Originally Posted by mr fantastic
You divided by 5. You're meant to divide by $5 \sqrt{3}$.

The result should be then

$\frac{-5i+5j+5k}{5 \sqrt{3}}$
• Dec 22nd 2009, 01:14 PM
Plato
Quote:

Originally Posted by zorro
The result should be then

$\frac{-5i+5j+5k}{5 \sqrt{3}}$

Well it should be written as: $- \frac{{\sqrt 3 }}
{3}i + \frac{{\sqrt 3 }}
{3}j + \frac{{\sqrt 3 }}
{3}k$
• Dec 22nd 2009, 08:48 PM
zorro
Quote:

Originally Posted by Plato
Well it should be written as: $- \frac{{\sqrt 3 }}
{3}i + \frac{{\sqrt 3 }}
{3}j + \frac{{\sqrt 3 }}
{3}k$

• Dec 23rd 2009, 01:13 AM
mr fantastic
Quote:

Originally Posted by zorro

Basic arithmetic. Cancel the common factor of 5.
• Dec 23rd 2009, 01:15 AM
zorro
how did u get $\sqrt{3}$ at the denominator
• Dec 23rd 2009, 01:18 AM
mr fantastic
Quote:

Originally Posted by zorro
how did u get $\sqrt{3}$ at the denominator

$\frac{1}{\sqrt{3}} = \frac{\sqrt{3}}{3}$ (you must have been taught how to rationalise the denominator of surds ....?)
• Dec 23rd 2009, 01:26 AM
zorro
Quote:

Originally Posted by mr fantastic
$\frac{1}{\sqrt{3}} = \frac{\sqrt{3}}{3}$ (you must have been taught how to rationalise the denominator of surds ....?)
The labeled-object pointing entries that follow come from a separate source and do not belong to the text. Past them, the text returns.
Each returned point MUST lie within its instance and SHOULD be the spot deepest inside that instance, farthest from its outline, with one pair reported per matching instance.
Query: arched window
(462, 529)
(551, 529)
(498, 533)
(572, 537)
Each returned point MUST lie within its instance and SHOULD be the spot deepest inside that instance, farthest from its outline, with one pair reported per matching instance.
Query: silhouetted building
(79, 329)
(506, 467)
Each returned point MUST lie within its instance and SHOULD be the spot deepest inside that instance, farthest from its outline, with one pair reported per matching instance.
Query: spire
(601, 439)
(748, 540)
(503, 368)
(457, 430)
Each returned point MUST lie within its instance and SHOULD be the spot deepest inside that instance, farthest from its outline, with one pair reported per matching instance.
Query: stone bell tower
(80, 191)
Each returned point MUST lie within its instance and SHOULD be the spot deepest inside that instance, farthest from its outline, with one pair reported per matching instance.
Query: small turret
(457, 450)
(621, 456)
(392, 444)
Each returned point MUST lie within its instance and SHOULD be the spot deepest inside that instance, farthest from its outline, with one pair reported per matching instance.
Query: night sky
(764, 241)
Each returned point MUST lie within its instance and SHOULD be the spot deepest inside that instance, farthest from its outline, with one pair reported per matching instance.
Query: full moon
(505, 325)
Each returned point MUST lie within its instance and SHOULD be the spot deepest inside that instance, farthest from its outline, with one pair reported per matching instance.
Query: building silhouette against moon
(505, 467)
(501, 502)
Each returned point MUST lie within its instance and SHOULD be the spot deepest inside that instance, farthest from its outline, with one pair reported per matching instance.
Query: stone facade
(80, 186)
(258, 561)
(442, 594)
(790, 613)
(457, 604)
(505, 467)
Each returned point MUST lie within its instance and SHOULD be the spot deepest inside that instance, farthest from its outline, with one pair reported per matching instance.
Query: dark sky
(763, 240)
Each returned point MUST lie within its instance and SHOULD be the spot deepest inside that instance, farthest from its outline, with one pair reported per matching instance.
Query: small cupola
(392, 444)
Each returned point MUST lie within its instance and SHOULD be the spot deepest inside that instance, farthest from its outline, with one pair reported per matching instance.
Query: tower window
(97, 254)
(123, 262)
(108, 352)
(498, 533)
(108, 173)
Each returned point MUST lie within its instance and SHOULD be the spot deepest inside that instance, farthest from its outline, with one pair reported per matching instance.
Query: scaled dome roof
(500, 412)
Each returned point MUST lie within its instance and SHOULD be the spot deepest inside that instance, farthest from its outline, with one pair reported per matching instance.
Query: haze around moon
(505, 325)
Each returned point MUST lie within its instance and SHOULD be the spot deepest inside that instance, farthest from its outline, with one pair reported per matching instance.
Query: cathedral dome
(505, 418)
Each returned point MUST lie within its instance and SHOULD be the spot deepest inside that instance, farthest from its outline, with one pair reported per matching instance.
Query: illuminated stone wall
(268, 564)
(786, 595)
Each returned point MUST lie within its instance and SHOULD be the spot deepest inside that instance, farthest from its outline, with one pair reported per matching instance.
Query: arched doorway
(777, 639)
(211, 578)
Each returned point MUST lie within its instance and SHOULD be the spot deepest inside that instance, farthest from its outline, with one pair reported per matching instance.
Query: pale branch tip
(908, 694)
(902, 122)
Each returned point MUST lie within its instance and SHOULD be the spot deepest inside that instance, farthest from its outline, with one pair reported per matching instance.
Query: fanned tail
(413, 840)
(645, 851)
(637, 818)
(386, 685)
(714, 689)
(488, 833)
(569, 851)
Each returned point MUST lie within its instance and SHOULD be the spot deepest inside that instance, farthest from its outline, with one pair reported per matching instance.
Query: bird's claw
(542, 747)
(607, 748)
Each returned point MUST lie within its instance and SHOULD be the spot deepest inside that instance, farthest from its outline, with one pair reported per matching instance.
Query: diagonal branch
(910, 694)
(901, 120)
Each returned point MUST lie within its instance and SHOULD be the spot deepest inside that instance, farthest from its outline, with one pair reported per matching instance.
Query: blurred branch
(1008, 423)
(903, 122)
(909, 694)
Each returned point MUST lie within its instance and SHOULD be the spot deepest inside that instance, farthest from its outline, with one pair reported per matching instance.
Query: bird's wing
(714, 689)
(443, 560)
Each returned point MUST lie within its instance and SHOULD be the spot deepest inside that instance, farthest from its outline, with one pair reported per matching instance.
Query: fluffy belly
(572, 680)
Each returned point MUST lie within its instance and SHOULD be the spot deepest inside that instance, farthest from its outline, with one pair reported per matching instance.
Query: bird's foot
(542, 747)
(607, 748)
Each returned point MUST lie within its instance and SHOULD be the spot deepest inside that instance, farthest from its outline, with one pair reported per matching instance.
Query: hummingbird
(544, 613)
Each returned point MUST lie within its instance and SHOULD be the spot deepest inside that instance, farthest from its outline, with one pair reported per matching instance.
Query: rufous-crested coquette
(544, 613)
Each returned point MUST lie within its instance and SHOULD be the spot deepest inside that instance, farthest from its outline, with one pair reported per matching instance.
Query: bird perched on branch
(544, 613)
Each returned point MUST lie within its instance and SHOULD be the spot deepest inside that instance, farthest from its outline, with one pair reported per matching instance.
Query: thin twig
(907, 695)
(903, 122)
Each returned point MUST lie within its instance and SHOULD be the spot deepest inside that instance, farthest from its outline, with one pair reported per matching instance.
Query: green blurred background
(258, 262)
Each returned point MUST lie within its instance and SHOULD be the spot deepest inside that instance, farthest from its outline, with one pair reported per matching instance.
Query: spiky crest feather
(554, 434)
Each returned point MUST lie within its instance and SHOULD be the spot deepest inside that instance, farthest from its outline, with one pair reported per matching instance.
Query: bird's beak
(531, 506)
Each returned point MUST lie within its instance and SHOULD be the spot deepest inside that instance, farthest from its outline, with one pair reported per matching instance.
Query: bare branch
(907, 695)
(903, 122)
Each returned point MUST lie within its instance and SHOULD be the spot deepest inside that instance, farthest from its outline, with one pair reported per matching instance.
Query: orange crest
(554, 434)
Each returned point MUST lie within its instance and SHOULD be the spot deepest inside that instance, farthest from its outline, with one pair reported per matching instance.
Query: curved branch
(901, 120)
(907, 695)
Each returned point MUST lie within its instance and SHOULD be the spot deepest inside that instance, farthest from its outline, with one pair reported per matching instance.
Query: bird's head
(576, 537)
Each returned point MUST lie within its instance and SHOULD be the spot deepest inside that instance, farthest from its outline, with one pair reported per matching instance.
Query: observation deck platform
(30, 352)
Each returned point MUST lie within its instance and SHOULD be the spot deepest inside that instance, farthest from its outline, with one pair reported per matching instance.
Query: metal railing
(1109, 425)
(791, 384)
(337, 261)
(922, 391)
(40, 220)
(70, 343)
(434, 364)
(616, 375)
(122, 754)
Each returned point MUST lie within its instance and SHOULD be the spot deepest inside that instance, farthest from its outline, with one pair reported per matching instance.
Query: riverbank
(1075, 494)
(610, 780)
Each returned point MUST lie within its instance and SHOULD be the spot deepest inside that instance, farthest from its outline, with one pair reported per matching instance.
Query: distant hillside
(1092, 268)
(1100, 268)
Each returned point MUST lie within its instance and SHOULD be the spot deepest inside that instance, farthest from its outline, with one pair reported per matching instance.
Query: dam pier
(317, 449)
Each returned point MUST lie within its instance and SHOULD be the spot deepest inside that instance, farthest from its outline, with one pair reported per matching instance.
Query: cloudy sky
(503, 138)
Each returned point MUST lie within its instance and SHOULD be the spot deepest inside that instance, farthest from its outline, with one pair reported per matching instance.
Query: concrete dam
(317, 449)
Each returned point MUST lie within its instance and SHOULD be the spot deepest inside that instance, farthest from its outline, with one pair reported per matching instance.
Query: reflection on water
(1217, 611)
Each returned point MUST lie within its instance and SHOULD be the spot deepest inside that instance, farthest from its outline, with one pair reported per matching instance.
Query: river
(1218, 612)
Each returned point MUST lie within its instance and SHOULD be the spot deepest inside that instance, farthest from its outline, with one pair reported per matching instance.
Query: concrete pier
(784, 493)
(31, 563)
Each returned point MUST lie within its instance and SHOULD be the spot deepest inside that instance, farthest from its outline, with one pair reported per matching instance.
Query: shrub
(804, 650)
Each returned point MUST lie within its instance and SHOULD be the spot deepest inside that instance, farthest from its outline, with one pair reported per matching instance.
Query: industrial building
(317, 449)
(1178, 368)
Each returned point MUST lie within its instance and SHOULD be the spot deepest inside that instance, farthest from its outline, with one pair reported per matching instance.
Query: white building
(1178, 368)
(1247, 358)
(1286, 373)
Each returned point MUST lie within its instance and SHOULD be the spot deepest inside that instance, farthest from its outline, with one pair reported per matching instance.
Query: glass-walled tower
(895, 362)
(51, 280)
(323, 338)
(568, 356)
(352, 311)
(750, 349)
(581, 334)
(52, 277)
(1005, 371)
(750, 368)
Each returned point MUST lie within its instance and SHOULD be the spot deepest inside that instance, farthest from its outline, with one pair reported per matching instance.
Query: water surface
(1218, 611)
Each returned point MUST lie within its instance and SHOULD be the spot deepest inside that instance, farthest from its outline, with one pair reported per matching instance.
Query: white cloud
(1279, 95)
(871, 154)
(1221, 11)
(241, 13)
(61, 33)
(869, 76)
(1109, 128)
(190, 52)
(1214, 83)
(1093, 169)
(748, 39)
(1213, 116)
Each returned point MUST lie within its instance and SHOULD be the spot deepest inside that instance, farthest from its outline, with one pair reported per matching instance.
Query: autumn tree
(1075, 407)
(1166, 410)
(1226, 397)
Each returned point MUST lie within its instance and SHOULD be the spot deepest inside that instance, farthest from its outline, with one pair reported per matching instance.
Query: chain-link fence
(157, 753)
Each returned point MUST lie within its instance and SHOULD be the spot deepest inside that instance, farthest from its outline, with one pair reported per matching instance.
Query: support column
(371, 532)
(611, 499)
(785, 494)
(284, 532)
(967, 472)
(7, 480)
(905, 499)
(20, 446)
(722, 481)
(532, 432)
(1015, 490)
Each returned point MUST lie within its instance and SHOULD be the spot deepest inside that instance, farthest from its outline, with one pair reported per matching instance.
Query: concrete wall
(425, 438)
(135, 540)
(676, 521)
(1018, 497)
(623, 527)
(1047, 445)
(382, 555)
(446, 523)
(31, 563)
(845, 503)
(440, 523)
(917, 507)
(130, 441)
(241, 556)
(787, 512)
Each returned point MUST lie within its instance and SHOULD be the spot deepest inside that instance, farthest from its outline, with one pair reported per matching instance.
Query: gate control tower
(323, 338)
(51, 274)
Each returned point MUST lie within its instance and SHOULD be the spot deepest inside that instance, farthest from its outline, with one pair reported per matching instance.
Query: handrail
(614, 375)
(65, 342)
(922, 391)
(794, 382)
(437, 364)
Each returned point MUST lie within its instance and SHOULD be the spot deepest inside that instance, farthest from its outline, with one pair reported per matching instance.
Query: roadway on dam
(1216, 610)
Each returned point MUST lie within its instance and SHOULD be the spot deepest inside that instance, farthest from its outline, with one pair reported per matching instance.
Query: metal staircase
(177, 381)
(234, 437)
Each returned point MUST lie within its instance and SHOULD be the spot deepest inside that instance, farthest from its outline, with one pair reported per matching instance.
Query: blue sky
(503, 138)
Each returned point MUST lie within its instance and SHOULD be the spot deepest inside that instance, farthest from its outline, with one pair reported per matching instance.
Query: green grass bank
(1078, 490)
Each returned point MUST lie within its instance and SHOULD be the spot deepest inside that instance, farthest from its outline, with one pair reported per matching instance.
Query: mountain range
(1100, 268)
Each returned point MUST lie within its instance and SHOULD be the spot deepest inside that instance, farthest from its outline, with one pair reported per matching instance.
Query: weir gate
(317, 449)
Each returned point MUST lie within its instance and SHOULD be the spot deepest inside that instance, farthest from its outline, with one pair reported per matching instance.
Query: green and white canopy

okay but is that neccessary ..........my answer is correct isnt it??
• Dec 23rd 2009, 01:30 AM
mr fantastic
Quote:

Originally Posted by zorro
okay but is that neccessary ..........my answer is correct isnt it??

Yes, it is. But whether or not it got full marks would depend on whether the person marking it wanted a simplified answer. Certainly at this level the common factor of 5 should be cancelled. It is personal taste whether or not to rationalise the denominator. You should discuss this further with your instructor.